Primero que nada, es un libro
exculpatorio, básicamente es una especie de especificación sobre el papel de la
totalidad alemana durante el régimen nazi y cómo no todos los alemanes se
sintieron particularmente afectos a Hitler y cómo algunos lo eligieron basándose
en premisas equivocadas.
En
este caso hay algunas aclaraciones sobre ciertos sucesos puntuales, y este es
uno de los puntos fuertes del texto, ya que hace caso omiso de tratar asuntos
que han sido explicados hasta el hartazgo, básicamente es un libro diseñado
para aquellos que tienen las nociones básicas del nazismo y su historia, dejándolas
de lado y centrándose en asuntos de mayor importancia, por ejemplo, no menciona
la fusión de la presidencia y la cancillería a la muerte de Hinderburg, tal vez
porque dado el escenario político alemán, fue un hecho intrascendente solo para
dar validez jurídica a una autoridad suprema de facto.
Lo
que si resalta es su asenso a canciller y porqué, dadas sus credenciales autócratas,
se le permitió acceder al gobierno. El autor maneja que fue una mala decisión
de aquellos que sentían antipatía hacia él, principalmente Von Pape, Canciller
de Hindemburg. La idea de éste era dejar que Hitler se destruyera a sí mismo;
era tanta su desconfianza hacia el nazismo y su programa carente de contenido
que pensaba que al dejar gobernar a Hitler este se derrumbaría abrumado por la
tarea de gobernar y con él el nazismo como opción política. Es decir, Hitler
accedió a la Cancillería porque quienes lo ayudaron a llegar esperaban que
fuera un inepto. Esto en gran parte se debió a una propaganda nazi que hacía
eco en la violencia comunista. Hitler se abstuvo de hacer alusión a algo tan
caro a los alemanes como la desaparición de la propiedad privada. Las clases
medias, temerosas de que los comunistas accedieran al poder y siguieran un
programa dictado desde Moscú, desencantadas de los socialdemócratas
(defenestrados por comunistas y nazis como los autores de todos los males
debido a que eran el grupo en el gobierno), decidieron optar por la alternativa
radical que hacía énfasis en la nación alemana creyendo que el discurso
antisemita se iría matizando conforme pase el tiempo.
Como
vemos, el autor plantea que el triunfo del nazismo fue de la misma forma de la
que muchos regímenes autoritarios se implantan por la vía democrática.
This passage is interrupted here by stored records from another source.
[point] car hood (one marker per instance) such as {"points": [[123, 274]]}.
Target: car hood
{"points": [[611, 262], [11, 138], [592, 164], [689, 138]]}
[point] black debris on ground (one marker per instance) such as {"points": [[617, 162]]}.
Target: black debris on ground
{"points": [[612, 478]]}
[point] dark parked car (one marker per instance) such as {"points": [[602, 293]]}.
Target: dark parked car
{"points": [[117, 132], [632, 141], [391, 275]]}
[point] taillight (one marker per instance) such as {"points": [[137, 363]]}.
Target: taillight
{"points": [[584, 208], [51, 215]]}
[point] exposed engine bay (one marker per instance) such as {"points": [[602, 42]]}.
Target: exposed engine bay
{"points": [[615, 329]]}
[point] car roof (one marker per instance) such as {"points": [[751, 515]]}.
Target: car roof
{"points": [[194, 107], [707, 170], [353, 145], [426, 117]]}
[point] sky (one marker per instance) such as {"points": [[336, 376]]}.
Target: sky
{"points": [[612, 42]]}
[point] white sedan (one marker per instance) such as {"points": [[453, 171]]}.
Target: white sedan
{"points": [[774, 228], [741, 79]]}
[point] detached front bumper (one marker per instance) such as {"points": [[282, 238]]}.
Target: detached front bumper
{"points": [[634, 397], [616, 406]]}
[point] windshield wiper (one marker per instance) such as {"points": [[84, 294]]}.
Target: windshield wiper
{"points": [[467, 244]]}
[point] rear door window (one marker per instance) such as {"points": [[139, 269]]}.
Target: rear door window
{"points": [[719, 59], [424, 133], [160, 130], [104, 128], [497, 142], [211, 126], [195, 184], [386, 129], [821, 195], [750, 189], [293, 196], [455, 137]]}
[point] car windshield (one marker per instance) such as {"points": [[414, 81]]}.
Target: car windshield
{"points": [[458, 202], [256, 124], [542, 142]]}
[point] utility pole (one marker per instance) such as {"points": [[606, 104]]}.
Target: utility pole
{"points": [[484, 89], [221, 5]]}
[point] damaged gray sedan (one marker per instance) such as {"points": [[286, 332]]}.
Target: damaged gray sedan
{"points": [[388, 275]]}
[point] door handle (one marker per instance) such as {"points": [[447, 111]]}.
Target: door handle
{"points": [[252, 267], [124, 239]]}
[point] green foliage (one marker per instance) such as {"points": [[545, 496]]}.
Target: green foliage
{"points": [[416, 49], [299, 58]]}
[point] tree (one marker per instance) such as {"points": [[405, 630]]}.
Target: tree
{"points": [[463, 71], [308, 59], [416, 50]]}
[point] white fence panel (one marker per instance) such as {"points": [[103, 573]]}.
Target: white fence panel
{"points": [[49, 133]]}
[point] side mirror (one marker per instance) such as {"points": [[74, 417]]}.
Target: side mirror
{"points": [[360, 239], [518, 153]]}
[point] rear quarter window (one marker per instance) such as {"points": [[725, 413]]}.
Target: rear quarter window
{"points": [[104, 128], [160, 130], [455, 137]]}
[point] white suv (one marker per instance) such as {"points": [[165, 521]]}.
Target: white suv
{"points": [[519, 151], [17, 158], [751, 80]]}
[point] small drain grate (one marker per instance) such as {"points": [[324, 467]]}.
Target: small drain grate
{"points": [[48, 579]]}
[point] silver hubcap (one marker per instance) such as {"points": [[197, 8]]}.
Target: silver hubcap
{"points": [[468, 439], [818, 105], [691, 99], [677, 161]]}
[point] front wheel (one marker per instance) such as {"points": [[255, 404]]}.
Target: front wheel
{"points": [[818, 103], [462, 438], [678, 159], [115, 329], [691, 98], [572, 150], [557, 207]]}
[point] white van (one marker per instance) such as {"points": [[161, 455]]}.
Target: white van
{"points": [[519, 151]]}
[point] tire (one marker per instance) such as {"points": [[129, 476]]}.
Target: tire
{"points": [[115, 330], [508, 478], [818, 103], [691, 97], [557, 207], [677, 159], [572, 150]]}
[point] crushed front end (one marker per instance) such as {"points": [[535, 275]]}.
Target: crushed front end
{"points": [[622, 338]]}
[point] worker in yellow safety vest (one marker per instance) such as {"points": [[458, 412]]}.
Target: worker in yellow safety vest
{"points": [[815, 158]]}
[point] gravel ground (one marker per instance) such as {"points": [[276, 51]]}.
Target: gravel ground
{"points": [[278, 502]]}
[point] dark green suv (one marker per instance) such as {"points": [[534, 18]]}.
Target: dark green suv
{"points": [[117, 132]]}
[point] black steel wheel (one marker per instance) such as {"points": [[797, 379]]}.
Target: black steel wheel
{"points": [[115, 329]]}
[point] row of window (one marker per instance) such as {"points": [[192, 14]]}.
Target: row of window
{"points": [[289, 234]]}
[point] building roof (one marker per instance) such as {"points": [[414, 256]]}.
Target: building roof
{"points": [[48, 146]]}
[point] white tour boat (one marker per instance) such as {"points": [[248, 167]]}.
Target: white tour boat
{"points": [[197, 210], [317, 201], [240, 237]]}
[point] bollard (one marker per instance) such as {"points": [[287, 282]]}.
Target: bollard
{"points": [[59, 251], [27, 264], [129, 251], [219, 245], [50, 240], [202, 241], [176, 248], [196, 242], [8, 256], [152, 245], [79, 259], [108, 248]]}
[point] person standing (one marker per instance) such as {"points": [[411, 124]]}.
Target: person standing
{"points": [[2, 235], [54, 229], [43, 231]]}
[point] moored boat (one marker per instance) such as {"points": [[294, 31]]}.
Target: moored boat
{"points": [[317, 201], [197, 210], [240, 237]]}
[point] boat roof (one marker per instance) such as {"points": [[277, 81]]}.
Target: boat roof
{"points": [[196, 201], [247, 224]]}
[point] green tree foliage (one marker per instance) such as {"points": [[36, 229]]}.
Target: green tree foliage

Simplemente la población los cree menos de lo que son capaces de hacer.
Culpar
a los alemanes tampoco es gratuito, responde a una cierta necesidad de
generalizar las cosas, si solo son ellos, todos los demás están moralmente
justificados ante la historia. No hay que olvidar que la democracia
representativa era un valor en decadencia en esos tiempos. Los movimientos
paramilitares y las ideas autoritarias, eugenésicas y raciales no eran
patrimonio germano. El antisemitismo de la revolución rusa fue tan sanguinaria
como el alemán (eso si se entiende que el antisemitismo practicado por los
nazis fue una herencia de la Rusia zarista), abundaban los movimientos de
carácter nazi o fascista en cada país, con sus características regionales, pero
siempre alineado en una forma general de interpretar una Europa para los
europeos.
También
hay un detalle que retoma con cierto interés, y es el hecho de las atrocidades
cometidas hacia los judíos, para lo cual lanza una especie de crítica hacia la
historiografía alemana para hacer referencia de cómo esta relativiza la
brutalidad del colaboracionismo de los países del Este argumentando cierta
autocensura de los alemanes a la hora de hablar del antisemitismo húngaro,
rumano o lituano—es decir, la brutalidad con la que trataron a los judíos—bajo la
premisa de que tienden a pensar que resaltar esos aspectos podría ser interpretado
en otras partes como un intento de restarle culpabilidad a los propios
alemanes, algo políticamente incorrecto.
Obviamente
el texto no está exento de críticas, a principal es el confesionalismo del
autor, Burleigh es católico confeso, lo que tiene un fuerte papel en cierto
manejo parcial del papel de la Iglesia Católica durante la guerra y el régimen
nazi, básicamente los disculpa de cualquier acción, la Iglesia Católica, según
el autor, se mostró prudentemente desconfiada del neopaganismo de Hitler—lo que
es cierto—pero también veló por la seguridad de los católicos alemanes
negociando un trato especial como el que realizó con Mussolini. No es caer en
la fraseología anticlerical de la historiografía marxista donde la Iglesia se
le entregó al nazismo, pero una cuota de responsabilidad sí tenían—debido a que
compartían el antisemitismo y el anticomunismo—. El autor, para cubrir el
aspecto de la religión cristiana con el nazismo, tiende a inclinar la balanza
de la responsabilidad en las iglesias protestantes, a las que trata como
alineadas con el nazismo desde un comienzo al presentarse a sí mismos como “cristianos
alemanes”.
Otro
punto a criticar, el cual va ligado al anterior, es su conservadurismo en veces
demasiado parcial a la hora de hacer referencia a las izquierdas—ya sean estas
moderadas, socialdemócratas o comunistas—relativizando todas sus posturas como
paparruchas o chapuceras, es decir, en cierta forma justifica la decisión de
los alemanes por los nazis en las urnas “resaltando” lo vacio y falso que
resultaban las propuestas de izquierda.
En resumidas
cuentas es, pese a los errores antes mencionados, lo que llamaría una “Historia
Total” del Tercer Reich, la mejor que conozco hasta la fecha.
P.D.
existe una “versión” reducida, o casi. Hay un dos libros considerablemente más
pequeños llamados Poder Terrenal y Causas Sagradas, ambos con subtitulo “Religión
y Política en Europa”. No habla de la relación entre Fe y Estado, sino del
Estado como Fe, es decir, de las religiones políticas. El primer libro comienza
en 1789—absurdo explicar por qué—y termina en 1914; el segundo va desde 1914 al
2003, en ese tomo, obviamente, cuando habla del nazismo hacer una descripción
rápida de lo que es, siendo así un resumen bastante decente de la obra total. Solo
por si les pesa leer nazis durante varios días.